Israel’s Tone-Deaf Foreign Policy
South Africa recently decided that, in order to avoid consumer confusion, goods imported from the Occupied Palestinian Territories must include special labels that make clear they were not produced in Israel. Israel’s outrage was predictable — but its rhetoric was anything but:
The Israeli Foreign Ministry said it would summon South Africa’s ambassador to lodge a protest over the decision on labelling goods from Jewish settlements in the West Bank.
“Unfortunately it turns out the change that has begun in South Africa over the years has not brought about any basic change in the country, and it remains an apartheid state,” Deputy Foreign Minister Danny Ayalon said in response to Pretoria’s move.

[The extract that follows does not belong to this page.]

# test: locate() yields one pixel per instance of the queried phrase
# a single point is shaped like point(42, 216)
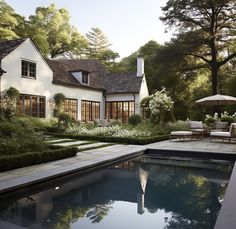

“At the moment South Africa’s apartheid is aimed at Israel,” added Ayalon, a nationalist hardliner in right-wing Prime Minister Benjamin Netanyahu’s governing coalition.
Substantively, Israel’s criticism is absurd. The South African government isn’t even banning settlement goods, which it would be well within its rights to do; it is simply making it possible for consumers to avoid purchasing goods produced in settlements that it — like nearly every other government in the world — considers to be illegal. How that qualifies as apartheid is anyone’s guess. (The Reuters article notes that Ayalon didn’t bother to explain his claim.)
Israel, of course, is free to disagree with South Africa’s decision. But you’d think that a government that is often accused of pursuing apartheid-like policies would avoid using the rhetoric of apartheid itself — especially to describe a South African state that is still struggling to overcome its racist past. Israel has obviously decided that it has no reason to maintain even the semblance of cordial diplomatic relations with South Africa. It better be right — because South Africa is unlikely to forget Israel’s offensive rhetoric anytime soon.